On the eighth stage of the trail, we began our ascent of Tai Mo Shan, the crown of Hong Kong's jeweled peaks. Like other mountains in the Land Between, Tai Mo Shan rises abruptly, in a dizzying fury, and you feel like you are climbing to the sheer perch of an eagle. Several times we had to wait for the cloud cover to dissipate before we could find the trail.

Eventually we were left with a perfect view of all Hong Kong, from the concrete towers fanning out along the world's third busiest port to the faint northern peaks inside the borders of the world's most populous nation.

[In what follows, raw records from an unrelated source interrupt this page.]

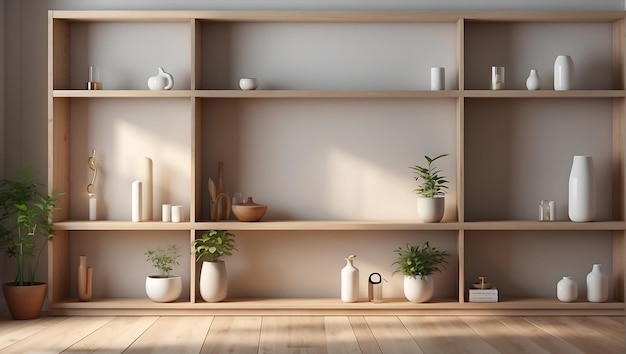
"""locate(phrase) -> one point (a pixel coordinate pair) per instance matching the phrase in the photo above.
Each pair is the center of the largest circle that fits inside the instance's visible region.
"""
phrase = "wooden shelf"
(187, 127)
(332, 306)
(340, 225)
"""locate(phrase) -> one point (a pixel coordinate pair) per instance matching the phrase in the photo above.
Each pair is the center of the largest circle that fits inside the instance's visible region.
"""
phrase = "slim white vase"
(581, 207)
(533, 81)
(567, 290)
(349, 281)
(213, 281)
(597, 285)
(563, 73)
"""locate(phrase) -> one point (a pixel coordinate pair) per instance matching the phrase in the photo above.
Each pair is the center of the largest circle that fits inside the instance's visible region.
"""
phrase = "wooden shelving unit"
(204, 87)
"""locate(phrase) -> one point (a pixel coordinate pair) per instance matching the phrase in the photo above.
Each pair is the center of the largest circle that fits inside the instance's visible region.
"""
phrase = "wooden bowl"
(249, 211)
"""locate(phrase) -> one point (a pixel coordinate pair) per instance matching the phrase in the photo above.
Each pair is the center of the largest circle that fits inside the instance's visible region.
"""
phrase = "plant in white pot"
(417, 264)
(431, 203)
(25, 227)
(163, 287)
(209, 248)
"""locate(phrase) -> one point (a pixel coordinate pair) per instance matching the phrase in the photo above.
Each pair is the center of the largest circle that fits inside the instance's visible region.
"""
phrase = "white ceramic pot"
(581, 203)
(213, 281)
(567, 290)
(430, 209)
(163, 289)
(161, 81)
(563, 73)
(418, 289)
(248, 83)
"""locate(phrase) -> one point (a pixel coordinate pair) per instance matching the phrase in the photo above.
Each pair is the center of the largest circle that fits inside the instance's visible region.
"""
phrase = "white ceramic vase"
(417, 289)
(567, 290)
(563, 73)
(349, 282)
(163, 289)
(213, 281)
(430, 209)
(581, 204)
(533, 82)
(597, 285)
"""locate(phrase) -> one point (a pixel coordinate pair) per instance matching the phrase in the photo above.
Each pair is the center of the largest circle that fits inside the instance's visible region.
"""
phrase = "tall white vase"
(563, 73)
(213, 281)
(581, 206)
(597, 285)
(349, 281)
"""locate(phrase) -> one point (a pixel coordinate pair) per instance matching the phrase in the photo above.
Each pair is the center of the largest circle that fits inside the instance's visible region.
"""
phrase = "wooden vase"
(84, 279)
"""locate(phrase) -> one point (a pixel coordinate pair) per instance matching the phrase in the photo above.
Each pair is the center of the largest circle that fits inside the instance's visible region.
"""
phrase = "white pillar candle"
(146, 193)
(166, 213)
(177, 213)
(136, 202)
(437, 78)
(92, 208)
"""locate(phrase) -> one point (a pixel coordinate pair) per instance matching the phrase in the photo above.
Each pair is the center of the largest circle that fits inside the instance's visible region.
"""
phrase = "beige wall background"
(23, 129)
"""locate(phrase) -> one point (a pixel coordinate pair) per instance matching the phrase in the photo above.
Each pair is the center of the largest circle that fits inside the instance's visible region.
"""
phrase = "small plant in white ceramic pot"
(417, 264)
(209, 248)
(432, 187)
(164, 287)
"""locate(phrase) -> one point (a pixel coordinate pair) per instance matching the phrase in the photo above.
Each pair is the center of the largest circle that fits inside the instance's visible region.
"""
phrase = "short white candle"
(166, 213)
(92, 208)
(136, 202)
(177, 213)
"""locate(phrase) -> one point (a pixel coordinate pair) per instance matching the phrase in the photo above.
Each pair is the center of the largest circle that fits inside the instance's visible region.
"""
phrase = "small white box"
(483, 295)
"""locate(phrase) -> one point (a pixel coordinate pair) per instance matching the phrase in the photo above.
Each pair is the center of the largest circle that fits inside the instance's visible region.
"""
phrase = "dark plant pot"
(25, 302)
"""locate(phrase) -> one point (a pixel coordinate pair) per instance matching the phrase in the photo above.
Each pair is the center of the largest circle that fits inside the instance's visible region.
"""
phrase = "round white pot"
(418, 289)
(164, 289)
(430, 209)
(213, 282)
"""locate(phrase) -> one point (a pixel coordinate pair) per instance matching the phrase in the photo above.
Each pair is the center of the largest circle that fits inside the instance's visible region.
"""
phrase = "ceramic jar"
(533, 81)
(162, 81)
(567, 290)
(563, 73)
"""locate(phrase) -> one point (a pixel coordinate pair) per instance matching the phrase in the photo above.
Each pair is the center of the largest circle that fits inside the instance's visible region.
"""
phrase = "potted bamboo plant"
(164, 287)
(25, 227)
(209, 248)
(417, 264)
(431, 203)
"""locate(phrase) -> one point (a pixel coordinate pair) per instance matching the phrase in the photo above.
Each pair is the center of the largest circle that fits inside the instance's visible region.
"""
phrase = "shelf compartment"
(333, 306)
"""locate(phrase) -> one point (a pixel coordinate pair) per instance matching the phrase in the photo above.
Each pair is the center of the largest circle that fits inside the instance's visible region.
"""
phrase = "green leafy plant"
(214, 244)
(432, 183)
(420, 260)
(25, 222)
(163, 259)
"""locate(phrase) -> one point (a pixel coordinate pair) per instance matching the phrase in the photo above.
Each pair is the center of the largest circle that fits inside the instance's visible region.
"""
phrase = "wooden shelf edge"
(338, 225)
(332, 306)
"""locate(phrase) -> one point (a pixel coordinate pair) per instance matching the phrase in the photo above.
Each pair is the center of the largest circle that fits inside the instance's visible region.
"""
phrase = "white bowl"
(248, 83)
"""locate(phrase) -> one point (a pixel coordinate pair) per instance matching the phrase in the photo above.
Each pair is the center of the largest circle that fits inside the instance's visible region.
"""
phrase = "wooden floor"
(313, 334)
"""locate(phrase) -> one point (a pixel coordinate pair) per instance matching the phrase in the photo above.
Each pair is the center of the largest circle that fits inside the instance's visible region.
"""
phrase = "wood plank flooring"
(314, 334)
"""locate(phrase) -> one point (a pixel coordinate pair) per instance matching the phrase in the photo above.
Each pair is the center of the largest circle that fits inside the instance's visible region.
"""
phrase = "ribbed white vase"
(563, 73)
(597, 285)
(349, 282)
(581, 206)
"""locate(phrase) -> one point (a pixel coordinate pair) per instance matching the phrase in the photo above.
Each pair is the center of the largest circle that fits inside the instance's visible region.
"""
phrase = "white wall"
(23, 27)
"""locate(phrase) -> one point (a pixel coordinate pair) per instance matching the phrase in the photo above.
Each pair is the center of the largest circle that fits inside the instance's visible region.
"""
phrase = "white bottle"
(597, 285)
(349, 281)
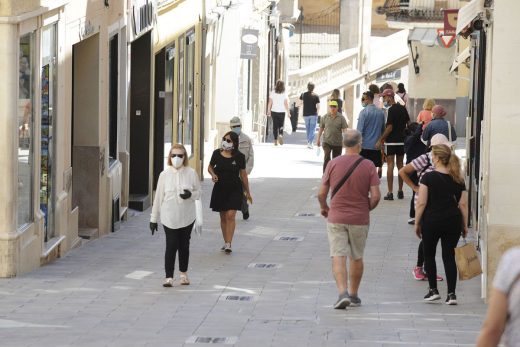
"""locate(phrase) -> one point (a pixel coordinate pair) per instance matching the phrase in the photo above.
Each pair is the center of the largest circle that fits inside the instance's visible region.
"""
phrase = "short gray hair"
(351, 138)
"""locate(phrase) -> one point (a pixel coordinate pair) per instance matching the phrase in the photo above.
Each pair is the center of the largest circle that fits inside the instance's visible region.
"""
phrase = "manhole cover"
(264, 265)
(209, 339)
(288, 238)
(239, 298)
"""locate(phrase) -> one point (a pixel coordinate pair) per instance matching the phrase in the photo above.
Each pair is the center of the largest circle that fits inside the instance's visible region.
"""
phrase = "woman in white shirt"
(177, 189)
(277, 107)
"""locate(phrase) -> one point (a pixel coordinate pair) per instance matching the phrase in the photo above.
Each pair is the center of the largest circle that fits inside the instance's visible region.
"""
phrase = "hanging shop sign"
(249, 44)
(445, 40)
(388, 76)
(143, 12)
(450, 21)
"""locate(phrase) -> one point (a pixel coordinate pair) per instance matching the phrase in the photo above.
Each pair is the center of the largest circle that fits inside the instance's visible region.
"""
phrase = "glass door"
(48, 110)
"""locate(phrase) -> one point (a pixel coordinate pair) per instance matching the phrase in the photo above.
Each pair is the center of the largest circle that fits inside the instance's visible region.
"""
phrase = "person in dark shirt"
(441, 214)
(393, 137)
(311, 107)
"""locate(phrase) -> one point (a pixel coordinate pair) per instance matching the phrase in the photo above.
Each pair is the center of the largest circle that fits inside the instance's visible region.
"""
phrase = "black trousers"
(448, 232)
(328, 150)
(177, 240)
(278, 120)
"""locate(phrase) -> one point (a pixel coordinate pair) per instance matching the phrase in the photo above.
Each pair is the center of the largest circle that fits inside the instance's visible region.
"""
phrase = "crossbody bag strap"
(345, 178)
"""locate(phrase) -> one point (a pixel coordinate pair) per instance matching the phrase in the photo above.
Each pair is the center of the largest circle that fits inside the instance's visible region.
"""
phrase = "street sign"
(446, 40)
(450, 21)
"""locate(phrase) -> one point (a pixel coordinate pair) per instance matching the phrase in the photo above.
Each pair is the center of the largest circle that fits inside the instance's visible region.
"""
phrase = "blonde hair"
(181, 147)
(449, 159)
(428, 104)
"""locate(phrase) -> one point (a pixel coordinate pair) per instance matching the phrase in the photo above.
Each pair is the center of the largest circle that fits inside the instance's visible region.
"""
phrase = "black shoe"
(451, 299)
(433, 294)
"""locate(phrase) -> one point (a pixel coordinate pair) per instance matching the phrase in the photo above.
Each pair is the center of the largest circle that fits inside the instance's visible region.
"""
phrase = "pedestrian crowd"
(350, 189)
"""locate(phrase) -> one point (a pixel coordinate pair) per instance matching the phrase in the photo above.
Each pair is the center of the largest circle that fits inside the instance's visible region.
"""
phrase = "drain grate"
(305, 214)
(288, 238)
(239, 298)
(209, 339)
(264, 265)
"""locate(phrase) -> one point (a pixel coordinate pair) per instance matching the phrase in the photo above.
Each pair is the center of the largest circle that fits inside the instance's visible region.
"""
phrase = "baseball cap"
(438, 110)
(387, 92)
(440, 139)
(235, 121)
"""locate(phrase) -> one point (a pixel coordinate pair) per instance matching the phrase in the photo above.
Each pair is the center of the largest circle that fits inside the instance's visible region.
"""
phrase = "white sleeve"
(157, 201)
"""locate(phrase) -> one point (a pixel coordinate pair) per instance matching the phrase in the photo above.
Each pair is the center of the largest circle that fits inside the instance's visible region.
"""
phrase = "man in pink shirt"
(348, 216)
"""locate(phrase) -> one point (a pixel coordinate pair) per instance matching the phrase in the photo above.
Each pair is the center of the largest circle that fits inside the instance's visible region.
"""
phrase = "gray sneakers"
(343, 301)
(355, 301)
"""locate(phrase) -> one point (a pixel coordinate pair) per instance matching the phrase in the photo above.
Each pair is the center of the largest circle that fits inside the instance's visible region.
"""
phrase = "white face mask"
(177, 162)
(227, 146)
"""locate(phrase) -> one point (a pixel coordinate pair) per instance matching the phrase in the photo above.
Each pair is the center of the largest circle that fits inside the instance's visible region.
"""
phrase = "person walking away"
(419, 166)
(442, 214)
(377, 97)
(425, 116)
(413, 148)
(393, 136)
(438, 125)
(227, 168)
(401, 92)
(355, 192)
(332, 126)
(174, 205)
(371, 125)
(335, 97)
(245, 146)
(278, 106)
(503, 316)
(311, 108)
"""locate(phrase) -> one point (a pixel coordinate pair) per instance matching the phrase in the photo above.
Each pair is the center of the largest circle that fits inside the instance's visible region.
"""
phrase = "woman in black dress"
(441, 214)
(227, 168)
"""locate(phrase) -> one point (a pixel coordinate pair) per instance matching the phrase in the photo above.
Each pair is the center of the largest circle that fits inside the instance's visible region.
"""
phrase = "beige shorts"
(347, 240)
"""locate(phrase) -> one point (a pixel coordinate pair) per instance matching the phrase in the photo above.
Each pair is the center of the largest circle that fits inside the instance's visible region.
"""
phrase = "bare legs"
(227, 224)
(390, 162)
(339, 269)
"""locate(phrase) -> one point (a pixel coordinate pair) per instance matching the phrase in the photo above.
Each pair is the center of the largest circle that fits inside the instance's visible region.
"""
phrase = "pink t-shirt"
(425, 116)
(351, 203)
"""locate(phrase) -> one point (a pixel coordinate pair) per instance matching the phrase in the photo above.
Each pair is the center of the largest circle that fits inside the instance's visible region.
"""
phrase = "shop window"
(190, 91)
(113, 98)
(25, 130)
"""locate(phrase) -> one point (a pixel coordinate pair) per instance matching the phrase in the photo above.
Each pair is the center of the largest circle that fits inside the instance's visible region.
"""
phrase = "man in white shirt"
(245, 146)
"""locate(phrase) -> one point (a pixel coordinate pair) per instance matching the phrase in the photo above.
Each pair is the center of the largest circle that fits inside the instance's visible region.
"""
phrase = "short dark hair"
(374, 88)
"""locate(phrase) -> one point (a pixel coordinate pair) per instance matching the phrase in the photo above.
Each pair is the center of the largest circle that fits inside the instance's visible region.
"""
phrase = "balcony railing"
(417, 10)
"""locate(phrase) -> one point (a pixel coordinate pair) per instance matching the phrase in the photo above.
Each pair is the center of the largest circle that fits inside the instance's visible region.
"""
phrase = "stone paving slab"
(86, 298)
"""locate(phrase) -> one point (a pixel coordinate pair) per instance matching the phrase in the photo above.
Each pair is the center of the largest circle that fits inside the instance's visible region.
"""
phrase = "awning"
(426, 36)
(468, 13)
(465, 54)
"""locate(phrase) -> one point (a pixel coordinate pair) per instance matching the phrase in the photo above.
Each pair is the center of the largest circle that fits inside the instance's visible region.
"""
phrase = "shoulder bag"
(345, 178)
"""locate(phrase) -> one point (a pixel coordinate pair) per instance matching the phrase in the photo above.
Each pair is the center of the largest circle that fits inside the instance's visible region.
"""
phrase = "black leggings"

Closer at hand, we also discovered the stone wall terraces of an abandoned tea plantation, the riches that brought the British here a century ago already in ruins.

Today the summit of Tai Mo Shan is shrouded in secrecy, fenced off as a government communications post. We quickly descended and spent our fourth night most comfortably in the Lok Yuen Hostel at the foot of the mountain.

On the final stages of the trail, we followed a concrete road along a seemingly endless ridgeline, passing through several tropical forests of overpowering fragrances. The dense forests were filled with acacia, paperbark and camphor trees; the delicate yet strong scent came from the flowers that covered the floor of the forest.

On our fifth day, we had a late lunch at the Tai Lam Chung Reservoir, where we saw evidence of the greatest threat to the Land Between -- fire. Each year the high country is assaulted by hundreds of fires. One weekend in 1977, officials counted 162 separate hill fires, and in 1979, south of this reservoir, 265,000 trees were consumed in a 30-hour blaze. We did not have to ask why the entire MacLehose Trail was laid out with well-maintained barbecue pits.

We reached the western end of the trail at Tuen Mun on Castle Peak Bay. There, browsing through the streetside stalls of fresh produce, fish and flowers, we slowly reacquainted ourselves with civilization. Revitalized by our walk through the Land Between, we were again dreaming of fast food, air-conditioning and the Golden Mile of shopping that epitomizes the usual image of Hong Kong.

The MacLehose Trail dematerialized like a phantom, but left its sweet fragrances behind. It was good to know we had found another Hong Kong -- one more tranquil, more beautiful, older and quieter and fresher -- away from the crowded neon boulevards of the modern world.

Maps and pamphlets on the MacLehose Trail are available at the Country Parks Authority in the Government Offices Building, 393 Canton Road, Kowloon; phone 3-688111, ext. 142.